Quant aux révélations qu’il fait sur les habitants, le « petit bonhomme » les assume puisque, même si elles sont tragiques, elles n’ont rien de mystérieux, sont connues de Tous mais doivent rester secrètes. Pierre Jourde ne se destinait pas à écrire sur ce pays, seul les obsèques de cette jeune fille ont été le déclencheur et dans son livre il évoque le village, l’histoire clandestine de sa famille et « l’incapacité à dire » de l’auteur « avait produit le livre » parce que dans un village tout se sait, même si des choses restent secrètes au sein même d’une famille.

Il a brisé le « culte du silence qui se transmet de génération en génération dans ces hameaux. Parler de ce qui se passe dans une autre maison, c’est un peu comme y pénétrer. Cela ne peut se réaliser qu’au prix de grandes précautions. L’espace de la maison, avec tout ce qu’il peut contenir d’intimité, a quelque chose de sacré: il est celui de la maîtrise, de la propriété, du quant-à-soi.

Maintenant, après tout cela, quand il revient à Lussaud on l’ignore, il est une non-présence, sauf peut-être quelques-uns que cela ne concerne pas. Il éprouve pour lui ce qu’est le non-pardon, mais qui s’étend aussi à Tous ceux qui l’ont soutenu, même à ceux qui depuis ont acquis une maison au village et même à leurs enfants !

Pour faire bonne mesure il y a eu une pétition, des menaces, des intimidations, des petites bassesses qui signifiaient à l’auteur que même dix ans après il n’était plus chez lui.

 

L’auteur :

Pierre JourdePierre Jourde est un écrivain et critique français, né à Créteil le 9 décembre 1955, dans une famille d’origine auvergnate. Il est élevé par son père Jean, chauffeur et employé administratif, et sa mère, Colette, institutrice. Avec son frère Bernard, né en 1958, il passe beaucoup de temps chez ses grands-parents paternels, dans le Cantal.

En 1972, il découvre Proust, sa première « grande passion littéraire ».

En 1974, il obtient son baccalauréat littéraire, en 1978, sa maîtrise de lettres modernes, et en 1981, il est reçu à l’agrégation de lettres modernes. Il est nommé professeur. Il enseigne pendant dix ans dans divers collèges et lycées. Puis il est nommé maître de conférences et sera élu professeur des universités à Mulhouse, puis à Tours – il en profitera pour fonder la revue littéraire Hesperis.

A cette période, il divorce. Il s’était marié en 1989 et deux enfants étaient nés de ce premier mariage, Axel en 1991 et Gabriel en 1994. Il refait alors sa vie avec Hélène Védrine qui lui donnera un troisième enfant, Jean, en 2004. Ils se marieront en avril 2010.

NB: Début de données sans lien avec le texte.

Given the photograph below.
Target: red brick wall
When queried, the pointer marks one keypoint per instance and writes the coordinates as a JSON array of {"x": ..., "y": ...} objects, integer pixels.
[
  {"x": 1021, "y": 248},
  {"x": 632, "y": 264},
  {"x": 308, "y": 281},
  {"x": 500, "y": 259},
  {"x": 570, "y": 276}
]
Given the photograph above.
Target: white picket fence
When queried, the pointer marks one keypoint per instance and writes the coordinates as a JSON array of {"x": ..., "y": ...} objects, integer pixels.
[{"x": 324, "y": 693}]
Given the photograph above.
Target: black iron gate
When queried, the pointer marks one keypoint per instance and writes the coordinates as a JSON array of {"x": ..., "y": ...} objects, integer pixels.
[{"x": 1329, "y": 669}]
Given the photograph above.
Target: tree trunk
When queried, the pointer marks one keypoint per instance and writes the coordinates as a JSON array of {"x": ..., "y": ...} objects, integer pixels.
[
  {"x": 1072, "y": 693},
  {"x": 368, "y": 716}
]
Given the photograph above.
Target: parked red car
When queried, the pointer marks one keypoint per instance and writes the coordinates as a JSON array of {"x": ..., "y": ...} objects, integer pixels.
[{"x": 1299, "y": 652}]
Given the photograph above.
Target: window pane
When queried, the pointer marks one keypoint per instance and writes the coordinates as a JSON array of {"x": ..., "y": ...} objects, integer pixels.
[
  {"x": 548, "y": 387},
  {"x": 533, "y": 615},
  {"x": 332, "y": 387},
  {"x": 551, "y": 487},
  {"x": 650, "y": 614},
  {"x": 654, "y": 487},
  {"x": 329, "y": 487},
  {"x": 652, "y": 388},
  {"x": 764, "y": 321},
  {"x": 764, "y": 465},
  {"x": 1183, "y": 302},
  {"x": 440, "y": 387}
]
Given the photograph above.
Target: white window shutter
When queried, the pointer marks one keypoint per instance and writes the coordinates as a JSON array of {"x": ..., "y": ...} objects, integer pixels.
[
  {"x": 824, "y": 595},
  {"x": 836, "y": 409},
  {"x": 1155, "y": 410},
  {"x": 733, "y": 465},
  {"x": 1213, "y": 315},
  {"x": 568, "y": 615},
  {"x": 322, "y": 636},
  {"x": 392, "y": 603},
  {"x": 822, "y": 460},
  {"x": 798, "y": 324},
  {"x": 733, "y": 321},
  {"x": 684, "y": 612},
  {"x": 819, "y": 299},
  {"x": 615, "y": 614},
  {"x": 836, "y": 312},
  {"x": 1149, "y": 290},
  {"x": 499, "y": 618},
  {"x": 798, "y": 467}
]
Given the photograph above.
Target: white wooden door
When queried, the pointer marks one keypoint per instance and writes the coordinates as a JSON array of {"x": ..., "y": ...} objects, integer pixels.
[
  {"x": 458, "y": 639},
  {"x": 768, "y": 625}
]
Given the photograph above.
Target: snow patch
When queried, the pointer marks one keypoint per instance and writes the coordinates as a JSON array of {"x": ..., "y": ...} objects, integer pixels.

Depuis 1992, il partage sa vie entre Paris et Valence où il enseigne la littérature à Valence, et  à l’université de Grenoble III depuis 1999.

Romancier, nouvelliste, essayiste, critique et pamphlétiste, il est l’auteur d’une vingtaine d’ouvrages.

Connu pour ses pamphlets (La littérature sans estomac, le Jourde et Naulleau) contre ce que les médias, et notamment les pages littéraires du journal Le Monde, présentent comme la littérature contemporaine, il est surtout l’auteur d’essais sur la littérature moderne (Géographies imaginaires, Littérature monstre) et d’une abondante œuvre littéraire exigeante se partageant entre poésie (Haïkus tout foutus), récits (Dans mon chien, Le Tibet sans peine) et romans (Festins secrets, L’heure et l’ombre, Paradis noirs).

En 1991 il publie son premier essai, dans lequel il revient sur les créateurs de mondes que sont notamment jorge Luis Borges, Henri Michaux ou J.R.R. Tolkien.

Pendant plusieurs années, il est un essayiste assez discret, écrivant sur l’alcool littéraire, sur l’incongru ou sur le dandysme de Joris-Karl Huysmans.

C’est en 2002 qu’il fait vraiment parler de lui en mettant un grand coup de pied dans la fourmilière éditoriale française. Il fusille une à une les figures de la littérature médiatique, analyse la fabrication de produits au succès aussi important que périssable, éclaire les modes en cours dans le « milieu » sur le ton de la satire. Les premières balles sont pour Philippe Sollers et Le Monde des livres, avec des dégâts collatéraux sur leur tête pensante, Josyane Savigneau. La réaction est rapide : Le Monde des livres attaque Jourde pour diffamation. Un comité de soutien est monté tout aussi vite, et la plainte est finalement déboutée. Si Jourde utilise de manière parfois un peu lourde le méthodisme de sa critique, celle-ci reste toutefois salutaire, comme le montre l’Académie Française en lui décernant son prix de la critique. Les réactions à La Littérature sans estomac inspirent à Jourde et à Eric Naulleau la riposte, toutefois moins forte que la première salve.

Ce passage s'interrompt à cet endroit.